Bu yeraltı klasiğinin –eminim büyük çoğunluk gibi– öncelikle film uyarlamasını izlemiştim. Başrol oyuncularının ve yönetmeninin popülerliğinin yanı sıra (Brad Pitt, Edward Norton, Helena Bonham Carter ve David Fincher’dan oluşan bir kadrodan söz ediyoruz ne de olsa), görünürdeki hikâyenin etkileyiciliğinin yanı sıra alt metindeki göndermeler ve eleştiriler romanı da merak etmemizi sağlamıştı. Sonuç olarak David Fincher ve Jim Uhls’un senaryolaştırdıkları film, romana sadık bir filmdi ama hikâyenin sonu –romanla karşılaştırdığımızda– biraz kafa karışıklığı yaratıyordu. İşte tam da bu noktada Hakan Övünç Ongur’un “Tüketim Toplumu, Nevrotik Kültür ve Dövüş Kulübü” adlı çalışmasından destek alabiliriz: “Fincher ve Uhls’un yazdıkları senaryo, anlatıcı ile Tyler Durden arasındaki ilişkiyi doğrudan bir Tarih hesaplaşması olarak göstermek yerine, onu bir tüketim kültürü ve kadınsılaştırıcı Amerikan toplumu eleştirisi olarak sunar. Bu nedenle, hem Kargaşa Projesi’nin entelektüel terörizminin içeriği hem de anlatıcının Tyler Durden’ın kendi halüsinasyonu olduğunun farkına varışı, romandaki kadar ayrıntılı işlenemez. Filmin sonu da, bu indirgenmiş anlatının çizdiği çerçevede yansıtılmak zorunda kalmıştır.” (Ayrıntı Yayınları, 2011, s. 296)

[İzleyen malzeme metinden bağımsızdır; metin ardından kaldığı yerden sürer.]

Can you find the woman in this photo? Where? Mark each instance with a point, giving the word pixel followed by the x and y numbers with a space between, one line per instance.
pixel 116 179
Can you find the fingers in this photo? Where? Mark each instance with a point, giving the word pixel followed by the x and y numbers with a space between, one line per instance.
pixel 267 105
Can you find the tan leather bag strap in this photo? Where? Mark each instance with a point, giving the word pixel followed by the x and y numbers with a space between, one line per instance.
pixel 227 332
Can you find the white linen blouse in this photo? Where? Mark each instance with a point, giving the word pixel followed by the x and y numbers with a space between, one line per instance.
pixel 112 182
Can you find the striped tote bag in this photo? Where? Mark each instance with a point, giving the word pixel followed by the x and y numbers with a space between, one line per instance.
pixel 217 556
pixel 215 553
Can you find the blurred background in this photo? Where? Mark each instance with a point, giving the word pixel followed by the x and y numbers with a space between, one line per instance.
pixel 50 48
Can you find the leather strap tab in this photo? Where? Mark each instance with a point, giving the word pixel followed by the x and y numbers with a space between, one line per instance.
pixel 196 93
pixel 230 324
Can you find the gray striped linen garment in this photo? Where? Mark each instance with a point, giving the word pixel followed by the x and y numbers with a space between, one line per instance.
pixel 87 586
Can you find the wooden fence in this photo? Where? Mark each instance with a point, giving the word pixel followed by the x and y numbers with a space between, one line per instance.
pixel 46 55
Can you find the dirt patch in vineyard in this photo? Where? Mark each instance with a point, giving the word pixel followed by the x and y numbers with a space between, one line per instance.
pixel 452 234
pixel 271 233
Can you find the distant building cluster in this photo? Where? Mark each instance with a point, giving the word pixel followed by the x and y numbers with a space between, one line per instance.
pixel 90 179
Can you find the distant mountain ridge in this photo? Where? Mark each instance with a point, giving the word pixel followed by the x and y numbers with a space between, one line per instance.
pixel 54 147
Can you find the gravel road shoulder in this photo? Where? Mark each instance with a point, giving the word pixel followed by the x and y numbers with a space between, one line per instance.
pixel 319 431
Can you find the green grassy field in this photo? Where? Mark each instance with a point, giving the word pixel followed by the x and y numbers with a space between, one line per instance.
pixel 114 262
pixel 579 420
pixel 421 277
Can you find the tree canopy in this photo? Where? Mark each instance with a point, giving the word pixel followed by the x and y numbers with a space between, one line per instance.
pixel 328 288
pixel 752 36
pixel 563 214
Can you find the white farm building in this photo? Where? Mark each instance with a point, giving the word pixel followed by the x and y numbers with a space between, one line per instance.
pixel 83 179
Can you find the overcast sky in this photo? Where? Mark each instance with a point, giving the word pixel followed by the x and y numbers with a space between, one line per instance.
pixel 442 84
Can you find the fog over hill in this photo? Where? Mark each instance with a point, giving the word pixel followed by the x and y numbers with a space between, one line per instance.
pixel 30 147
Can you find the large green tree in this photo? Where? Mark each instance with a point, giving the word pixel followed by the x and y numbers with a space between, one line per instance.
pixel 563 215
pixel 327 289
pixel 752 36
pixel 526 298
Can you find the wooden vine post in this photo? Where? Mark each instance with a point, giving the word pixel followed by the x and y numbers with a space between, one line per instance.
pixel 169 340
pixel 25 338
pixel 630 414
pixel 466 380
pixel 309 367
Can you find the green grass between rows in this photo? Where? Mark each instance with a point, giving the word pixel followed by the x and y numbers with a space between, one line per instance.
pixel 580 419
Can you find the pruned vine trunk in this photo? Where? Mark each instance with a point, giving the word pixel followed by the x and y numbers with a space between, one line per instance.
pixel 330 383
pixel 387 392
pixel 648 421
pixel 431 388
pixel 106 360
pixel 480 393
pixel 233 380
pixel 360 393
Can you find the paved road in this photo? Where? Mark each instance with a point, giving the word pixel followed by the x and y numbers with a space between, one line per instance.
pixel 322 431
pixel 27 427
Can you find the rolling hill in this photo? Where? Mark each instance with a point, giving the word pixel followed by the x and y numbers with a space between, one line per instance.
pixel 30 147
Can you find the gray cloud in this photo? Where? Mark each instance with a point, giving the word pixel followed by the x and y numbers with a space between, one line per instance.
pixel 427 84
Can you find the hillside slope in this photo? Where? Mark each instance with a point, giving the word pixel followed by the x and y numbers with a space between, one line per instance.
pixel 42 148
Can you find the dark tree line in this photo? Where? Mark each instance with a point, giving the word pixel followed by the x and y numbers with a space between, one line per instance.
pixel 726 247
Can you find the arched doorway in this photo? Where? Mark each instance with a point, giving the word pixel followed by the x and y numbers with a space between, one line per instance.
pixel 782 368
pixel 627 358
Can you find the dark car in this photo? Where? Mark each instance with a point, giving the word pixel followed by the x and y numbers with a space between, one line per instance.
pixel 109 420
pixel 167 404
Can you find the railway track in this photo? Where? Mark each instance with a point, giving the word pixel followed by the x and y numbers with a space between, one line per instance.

Chuck Palahniuk, “Dövüş Kulübü”ne bir çizgi roman olarak devam edeceğinin haberini daha önce vermişti zaten. İşte bu devam çizgi romanları, geçen ay içerisinde Ayrıntı Yayınları tarafından Türkçede de yayımlanmaya başladı. Chuck Palahniuk’un “Batgirl”, “Batman ve Robin”, “Catwoman”, “Assassin’s Creed” gibi çizgi romanlardan hatırlanacak Cameron Stewart’la birlikte kotardığı “Dövüş Kulübü 2”, fasiküller halinde on cilt olarak yayımlanacak. Bu serinin Mayıs 2016 tarihinde tamamlanması planlanıyor. Türkçede henüz sıfırıncı ve birinci fasikül çıktığı için hikâyenin ne yöne evrileceğini kestirmek güç. Ancak elimizdekilerden yola çıkarak şunu söyleyebiliriz; romanın sonundaki muğlaklık aydınlanacağa benziyor. Aklımızda kalan sorular cevap bulacak gibi görünüyor: “Kim bilir belki Tyler hiç ölmemiştir? Belki anlatıcı hâlâ rüya görüyordur? Belki her şey daha yeni başlamıştır?”
Sıfırıncı fasikülde romanla çizgi roman arasında (filmle değil ama) bir köprü kurmuş Chuck Palahniuk, kısa bir hatırlatma yapmış. Birinci fasikül ise sürprizlerle açılıyor; kahramanımızın Marla’yla evlendiğini, “sıradan” bir hayata adım attığını görüyoruz; üstelik küçük oğulları da dokuz yaşına gelmiş. Yani, bıraktığımız noktadan yaklaşık on yıl sonrasında başlıyor çizgi romanın hikâyesi; ancak işleri karıştıracak olan Tyler Durden’ın geri dönmesi de çok uzun sürmüyor… Zaten çizgi romanın kapağında da şöyle yazıyor: “Bazı hayali arkadaşlar asla çekip gitmez.”
Sonuç olarak, ders kitapları arasına sıkıştırılan çizgi romanlarla ilgili eğer illa bir “fayda” sağlamak istiyorsak, sanırım şöyle bir iddiada bulunabiliriz; klasiklerle içli dışlı böylesi uyarlamalar, daha çok çizgi roman okumayı tercih edenleri orijinal metinlere (daha da geniş anlamda klasiklere) yönlendirebileceği gibi, çizgi romanlara mesafeli duranları da bu “alt tür”le barıştırabilir.